Por Roberto Gardinalli | roberto.gardinalli@jpjornal.com.br
| Tempo de leitura: 2 min
Arquivo/JP

O prefeito Luciano Almeida (PP) vetou integralmente o PL 58/2023 que pede a divulgação semanal do estoque de medicamentos da Rede Municipal de Saúde. O projeto, de autoria do vereador Pedro Kawai (PSDB), foi aprovado no dia 27 de junho. O veto foi publicado na edição do dia 19 de julho do Diário Oficial do Município.
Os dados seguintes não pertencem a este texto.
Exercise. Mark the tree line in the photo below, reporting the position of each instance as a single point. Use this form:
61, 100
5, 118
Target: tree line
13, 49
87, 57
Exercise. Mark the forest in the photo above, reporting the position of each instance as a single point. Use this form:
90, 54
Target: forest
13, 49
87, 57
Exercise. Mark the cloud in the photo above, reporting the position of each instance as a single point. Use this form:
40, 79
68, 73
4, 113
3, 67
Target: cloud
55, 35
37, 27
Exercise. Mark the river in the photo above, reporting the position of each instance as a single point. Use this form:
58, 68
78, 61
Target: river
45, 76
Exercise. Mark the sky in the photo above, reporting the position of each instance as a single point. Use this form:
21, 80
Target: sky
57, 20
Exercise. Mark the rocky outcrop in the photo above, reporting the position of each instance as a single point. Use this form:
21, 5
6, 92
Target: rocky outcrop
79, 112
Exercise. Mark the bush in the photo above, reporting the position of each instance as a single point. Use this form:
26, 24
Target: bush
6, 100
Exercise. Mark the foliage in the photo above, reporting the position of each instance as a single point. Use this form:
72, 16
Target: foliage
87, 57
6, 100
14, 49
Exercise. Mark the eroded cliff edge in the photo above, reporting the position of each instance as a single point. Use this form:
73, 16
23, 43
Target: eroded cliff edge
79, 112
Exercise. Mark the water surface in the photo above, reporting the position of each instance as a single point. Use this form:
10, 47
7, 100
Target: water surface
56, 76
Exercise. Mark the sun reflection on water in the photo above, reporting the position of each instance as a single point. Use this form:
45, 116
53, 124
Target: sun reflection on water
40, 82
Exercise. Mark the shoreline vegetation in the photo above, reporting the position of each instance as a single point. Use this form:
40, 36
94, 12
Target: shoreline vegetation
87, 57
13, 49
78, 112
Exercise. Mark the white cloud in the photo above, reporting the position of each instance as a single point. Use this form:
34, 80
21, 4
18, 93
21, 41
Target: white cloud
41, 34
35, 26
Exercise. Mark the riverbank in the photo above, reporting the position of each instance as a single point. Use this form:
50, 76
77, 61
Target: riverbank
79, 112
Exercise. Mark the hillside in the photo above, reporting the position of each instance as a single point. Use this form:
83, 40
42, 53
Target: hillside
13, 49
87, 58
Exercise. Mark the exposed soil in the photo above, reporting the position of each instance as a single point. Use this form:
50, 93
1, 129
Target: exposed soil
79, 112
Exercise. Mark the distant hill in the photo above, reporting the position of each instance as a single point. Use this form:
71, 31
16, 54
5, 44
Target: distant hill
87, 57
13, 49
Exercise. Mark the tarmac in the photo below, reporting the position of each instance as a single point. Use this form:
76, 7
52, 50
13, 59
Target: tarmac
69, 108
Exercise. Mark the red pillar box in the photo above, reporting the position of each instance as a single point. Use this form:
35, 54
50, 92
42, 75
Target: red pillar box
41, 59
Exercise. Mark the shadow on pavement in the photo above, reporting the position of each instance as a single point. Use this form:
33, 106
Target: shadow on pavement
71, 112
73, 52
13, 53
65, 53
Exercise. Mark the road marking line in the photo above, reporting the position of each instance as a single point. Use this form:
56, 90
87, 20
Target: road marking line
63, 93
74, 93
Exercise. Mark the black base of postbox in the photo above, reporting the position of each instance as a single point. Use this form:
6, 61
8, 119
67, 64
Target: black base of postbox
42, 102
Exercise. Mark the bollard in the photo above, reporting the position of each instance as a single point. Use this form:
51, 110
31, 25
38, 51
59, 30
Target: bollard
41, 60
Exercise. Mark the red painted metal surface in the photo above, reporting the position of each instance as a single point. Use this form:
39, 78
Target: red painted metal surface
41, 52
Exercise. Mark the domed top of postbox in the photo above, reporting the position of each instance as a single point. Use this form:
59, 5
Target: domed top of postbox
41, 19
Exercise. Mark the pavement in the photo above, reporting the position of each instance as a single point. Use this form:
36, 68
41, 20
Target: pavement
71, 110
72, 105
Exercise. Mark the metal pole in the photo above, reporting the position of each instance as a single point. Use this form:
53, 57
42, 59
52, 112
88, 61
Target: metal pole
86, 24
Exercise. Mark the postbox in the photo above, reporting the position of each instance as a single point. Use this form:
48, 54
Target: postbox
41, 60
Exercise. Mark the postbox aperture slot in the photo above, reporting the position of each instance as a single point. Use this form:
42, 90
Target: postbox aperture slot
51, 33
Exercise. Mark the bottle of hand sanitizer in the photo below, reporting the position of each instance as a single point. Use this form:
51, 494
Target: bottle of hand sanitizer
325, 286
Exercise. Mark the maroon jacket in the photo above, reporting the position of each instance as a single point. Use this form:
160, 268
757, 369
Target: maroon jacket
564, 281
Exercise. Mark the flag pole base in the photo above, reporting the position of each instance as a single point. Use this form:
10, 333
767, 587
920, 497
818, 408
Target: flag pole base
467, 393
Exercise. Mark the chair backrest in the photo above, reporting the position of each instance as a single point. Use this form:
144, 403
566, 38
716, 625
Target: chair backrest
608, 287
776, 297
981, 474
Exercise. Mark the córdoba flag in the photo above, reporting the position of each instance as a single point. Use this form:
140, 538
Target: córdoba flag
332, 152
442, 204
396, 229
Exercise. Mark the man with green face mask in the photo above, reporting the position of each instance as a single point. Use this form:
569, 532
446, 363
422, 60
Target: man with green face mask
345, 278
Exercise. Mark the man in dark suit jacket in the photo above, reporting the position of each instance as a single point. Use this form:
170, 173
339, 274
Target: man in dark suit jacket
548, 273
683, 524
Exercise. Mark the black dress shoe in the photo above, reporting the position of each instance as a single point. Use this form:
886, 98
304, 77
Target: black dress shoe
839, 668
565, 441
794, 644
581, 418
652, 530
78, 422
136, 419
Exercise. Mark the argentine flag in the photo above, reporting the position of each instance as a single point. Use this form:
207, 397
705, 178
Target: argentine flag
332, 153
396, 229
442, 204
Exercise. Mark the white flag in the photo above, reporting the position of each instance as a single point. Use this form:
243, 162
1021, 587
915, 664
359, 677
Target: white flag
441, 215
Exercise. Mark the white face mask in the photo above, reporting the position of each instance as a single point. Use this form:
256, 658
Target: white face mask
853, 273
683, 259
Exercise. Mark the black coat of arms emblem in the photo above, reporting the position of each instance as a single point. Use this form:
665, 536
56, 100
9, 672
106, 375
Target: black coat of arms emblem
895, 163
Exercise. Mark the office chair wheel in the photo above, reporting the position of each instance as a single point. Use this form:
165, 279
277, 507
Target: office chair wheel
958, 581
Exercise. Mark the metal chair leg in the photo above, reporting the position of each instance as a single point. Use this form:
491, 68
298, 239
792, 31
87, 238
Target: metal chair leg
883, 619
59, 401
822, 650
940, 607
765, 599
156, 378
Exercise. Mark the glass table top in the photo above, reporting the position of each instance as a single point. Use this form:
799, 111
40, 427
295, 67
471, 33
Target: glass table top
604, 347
Na justificativa do veto, a prefeitura cita que o projeto é inconstitucional, já que, de acordo com a explicação, o balanço dos estoques é responsabilidade apenas do Poder Executivo. “Preliminarmente,  importante  esclarecer  que  o  veto  total  ora  interposto  se  fundamenta  em  motivos de inconstitucionalidade e ilegalidade do referido projeto de lei, que pretende fazer a divulgação da relação de medicamentos que compõem os estoques da Rede Municipal de Saúde de  Piracicaba,  competência  que  está  evidente  no  âmbito  das  atribuições  privativas  do  Poder  Executivo, cuja usurpação fere o princípio da separação dos poderes”, citou.

“Esclarecemos que o gerenciamento será realizado pela Secretaria Municipal de Saúde, competência que está evidente no âmbito das atribuições privativas do Poder Executivo, cuja usurpação fere o princípio da separação dos poderes”, citou. “Isso porque cabe ao Chefe do Poder Executivo praticar os atos de administração, organizando os serviços a serem executados no âmbito de suas competências, conforme determina a Lei Orgânica do Município”, completou a justificativa.

O PROJETO
O Projeto de Lei obrigava o Executivo a divulgar a relação dos medicamentos em estoque nas UBS (Unidades Básicas de Saúde), USF (Unidades de Saúde da Família) e demais unidades de saúde municipais que distribuem remédios. A divulgação seria feita semanalmente pelo portal da Prefeitura de Piracicaba e, no caso das UBS e USF, também deveria ser impressa e colocada nos murais de aviso das unidades.

Na justificativa do projeto, Kawai cita que “a transparência no trato da coisa pública configura-se enquanto dever dos governantes e direito do cidadão”. Além disso, o vereador cita que é direito do cidadão ter acesso ao estoque de medicamentos disponíveis e em falta.